Reverse adaptation
Reverse adaptation is where life itself has the ability to change its surroundings to suit its needs. Adaptation is where an organism adapts to its surroundings. It has been taught in schools, and often said by evolutionists that life "always" adapts to its surroundings. This is because they can explain life adapting to its surroundings through mutation. For either the life that exists adapts, or dies.
Evolutionary Problems
But what if there was life that, instead of adapting to its surroundings, made its surroundings change to suit its needs? How could such an ability evolve? And what exactly can it change to do this? The answer to question one is that evolutionists would have no way to explain this. The answer to question two is that this life has the ability to change the weather.
Plankton
When the sun is too strong, plankton have the ability to make clouds [1]. Imagine life that is considered to be at the bottom of the food chain, being able to do what the top of the food chain cannot. And it does it naturally. No intelligence needed from that life, no mutation can explain it. Theory of evolution can't touch it as far as explanations within the laws of how evolution works are concerned.
Conclusion
Evolutionists might still persist that this is "normal" adaptation to the environment regardless of the fact that the weather itself has been changed by an organism. They might say that the sun is part of the environment and the plankton adapted by selecting for those which can produce these cloud forming processes.
However, the evolutionists are still in a great dilemma because an entire population or very large group of the population needs to show this behavior before there can be any benefit. A single plankton producing this chemical through a chance process will have no benefit at all. This completely rules out natural selection for this very beneficial trait and only leaves them with pure gambling chance. Now the evolutionists are in a real dilemma because the odds game for this behavior spreading through an entire population without the process of natural selection is not just a question of "slow, incremental steps up the gradual incline up Mount Improbable".

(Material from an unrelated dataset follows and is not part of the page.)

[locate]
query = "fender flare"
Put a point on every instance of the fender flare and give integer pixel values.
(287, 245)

Making an argument for something like "co-beneficial traits" whereby this trait might have "piggy backed" some other trait that had an immediate single-plankton benefit does not solve the dilemma simply because "piggy backing" will also be just a chance based hypothesis.
The conclusion is that natural selection cannot account for all beneficial traits in life forms. With this wonderful evidence to this effect the creation hypothesis also gets a wonderful method for looking for other similar exclusions of natural selection by which the evidence for design just keeps growing!